También se puede decir que es una ciencia sagrada por destinación, pues sus
conclusiones preparan y apresuran la hora de las nuevas decisiones dogmáticas.
Sus conclusiones son la materia anticipada de esas decisiones, materia que la
Iglesia transforma en pura luz revelada, haciéndola objeto de fe divina.
Incomparables
son las alegrías y la energía vital que esa ciencia nos proporciona; porque la
Teología es la iluminación bautismal hecha consciente y creciente. Pero la
medida de ese progreso es nuestra unión con la Iglesia. El simple fiel que
comienza a vivir de la oración de la Iglesia, adquiere un seguro instinto de
ortodoxia y siente que su necesidad de penetrar las doctrinas de la fe aumenta
de día en día. El religioso, que por su estado da testimonio de la nota de
santidad de la Iglesia, habita en una atmósfera de doctrina de la cual ya no
puede salir. El Obispo, el hombre de la Iglesia por excelencia, es también por
excelencia y de pleno derecho, el Teólogo.
§ Hay
mucha gente que cuando piensa en la Iglesia sólo ve en ella una institución
divina a la que hay que defender, o una restauración social que hay que efectuar
con la ayuda del Evangelio. Sus alegrías de creyente, y aun su misma
conversión, parecen prevenir de este hallazgo, a saber: que la iglesia es una
causa defendible ante la razón y ante la historia, y que es una institución
susceptible de adaptarse a todos los estados sociales. Confusión que
distrae el alma de la verdadera fuente de su vida y la libra a un empobrecimiento
paulatino.
En
realidad, la apologética (científica o social) no es más que una preparación
o una defensa.
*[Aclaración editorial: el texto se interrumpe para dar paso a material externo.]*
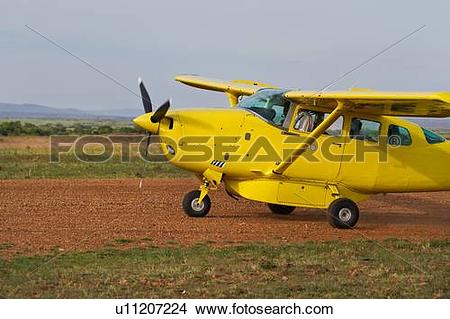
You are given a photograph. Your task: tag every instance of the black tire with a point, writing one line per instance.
(193, 210)
(343, 213)
(281, 209)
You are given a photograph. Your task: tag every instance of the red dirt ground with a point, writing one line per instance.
(38, 215)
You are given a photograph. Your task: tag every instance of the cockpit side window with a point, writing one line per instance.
(269, 104)
(433, 138)
(362, 129)
(306, 121)
(399, 136)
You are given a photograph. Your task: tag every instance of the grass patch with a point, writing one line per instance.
(356, 269)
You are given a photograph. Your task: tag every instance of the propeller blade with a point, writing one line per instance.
(146, 146)
(161, 112)
(146, 101)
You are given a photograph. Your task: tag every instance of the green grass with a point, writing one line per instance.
(18, 163)
(355, 269)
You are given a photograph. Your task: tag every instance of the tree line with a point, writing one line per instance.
(13, 128)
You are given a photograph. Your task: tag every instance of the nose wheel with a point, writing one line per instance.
(194, 207)
(343, 213)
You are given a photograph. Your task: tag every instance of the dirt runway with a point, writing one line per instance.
(37, 216)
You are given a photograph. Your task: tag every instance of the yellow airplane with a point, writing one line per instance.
(291, 148)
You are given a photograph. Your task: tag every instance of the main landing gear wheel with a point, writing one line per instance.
(343, 213)
(192, 207)
(281, 209)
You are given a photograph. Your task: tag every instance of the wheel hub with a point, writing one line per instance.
(345, 214)
(196, 205)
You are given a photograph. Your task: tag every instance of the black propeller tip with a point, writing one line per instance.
(161, 112)
(146, 101)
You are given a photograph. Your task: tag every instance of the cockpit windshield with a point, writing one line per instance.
(269, 104)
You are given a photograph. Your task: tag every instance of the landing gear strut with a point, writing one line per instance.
(192, 205)
(197, 203)
(343, 213)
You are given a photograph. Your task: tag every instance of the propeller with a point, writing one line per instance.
(157, 116)
(161, 112)
(146, 101)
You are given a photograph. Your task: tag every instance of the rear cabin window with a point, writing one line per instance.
(399, 136)
(433, 138)
(307, 121)
(365, 130)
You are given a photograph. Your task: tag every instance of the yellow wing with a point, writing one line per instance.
(413, 104)
(233, 88)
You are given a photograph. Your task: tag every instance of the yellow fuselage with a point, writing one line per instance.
(249, 149)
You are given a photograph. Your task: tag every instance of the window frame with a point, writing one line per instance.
(401, 140)
(380, 129)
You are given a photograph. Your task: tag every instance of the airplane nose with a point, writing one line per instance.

No es la vida de la Iglesia, ni la vida del alma; la vida de la
Iglesia es la vida misma de Cristo; la vida del alma es la gracia santificante.
El abastecimiento de esas dos ciudades se lleva a cabo interiormente y desde
arriba.
La
apologética es una incursión feliz en tiempo de sitio. Desembaraza, explora y ampara
los contornos de la ciudad, pero no hace entrar en ella. En cuanto el acto
de fe es comparable a un argumento, la apologética puede proponer sus premisas:
la conclusión de ese argumento, desde que ella conduce hacia un objeto sobrenatural,
y es emitida con el valor esencialmente sobrenatural que la hace saludable,
tiene un contenido más amplio que las premisas; se coloca y nos coloca en otro
orden: el orden del misterio; y en otro mundo: el mundo de la vida divina.
Luego, no es la apologética quien engendra esa vida en nosotros[3].
Pero
la apologética puede ser el vehículo de gracias actuales muy valiosas y estrechamente
ordenadas a la vida de la Iglesia y del alma: honor bastante para ella.
§ Vayamos,
pues, a la Iglesia por razones eternas y divinas.
Conozcamos
y amemos a la Iglesia en la idea misma en que Dios la ha querido, la conoce y
la ama. Esa idea sólo a Dios pertenece; no es un producto de nuestra razón ni
un postulado de nuestra naturaleza: es sobrenatural. Y aunque podamos gustar su
hermosura y su riqueza, no alcanzaremos su hondura, pues encierra un misterio.
Si
bien es cierto, en un sentido general, que cuanto más luz tenemos más crece ante
nosotros el misterio, no es, sin embargo, la comprobación de nuestros límites
lo que ha de conducirnos al misterio de la Iglesia, sino la luz de Dios. De ahí
que, e inversamente, cuanto más nos adhiramos a ese misterio, tanto más crecerá
la luz.
§ Misterios,
en lenguaje católico, son aquellos objetos de la Fe considerados no sólo como
enunciados incomprensibles, sino también, y sobre todo, como hechos divinos. Es
decir, que consideramos los misterios: 1º en su realidad concreta y original:
la Trinidad, en la vida íntima de Dios; la Encarnación, en la Anunciación y el
Nacimiento; la Redención, en la Cruz; el Infierno, en la eternidad del fuego y
del castigo; 2°, en su virtud siempre operante: así, para comenzar en sentido
inverso, el Infierno temido como fin último es un móvil sobrenaturalmente
eficaz; todo, en la Iglesia, se hace en el nombre y por la virtud de la
Trinidad; la Encarnación y la Redención se renuevan incesantemente y de mil
modos.
Como
hechos divinos, los misterios tienen un valor de ejemplares; como hechos
operantes, tienen una eficacia infinita; es en ese doble aspecto que la
Liturgia desarrolla la serie de los misterios: de ellos reconstituye o evoca la
realidad original, de ellos aplica y actualiza la virtud inagotable.
Nada
menos hay que buscar en el misterio de la Iglesia: es un misterio ejemplar, un
misterio tipo; y es un misterio operante.
[1] Conf., III, 8.
[2] Philadelph., VIII, 2.
[3] Véase Logic and Faith, en Our reasonable service, por
el P. V. Mac Nabb, O. P., Londres, 1912.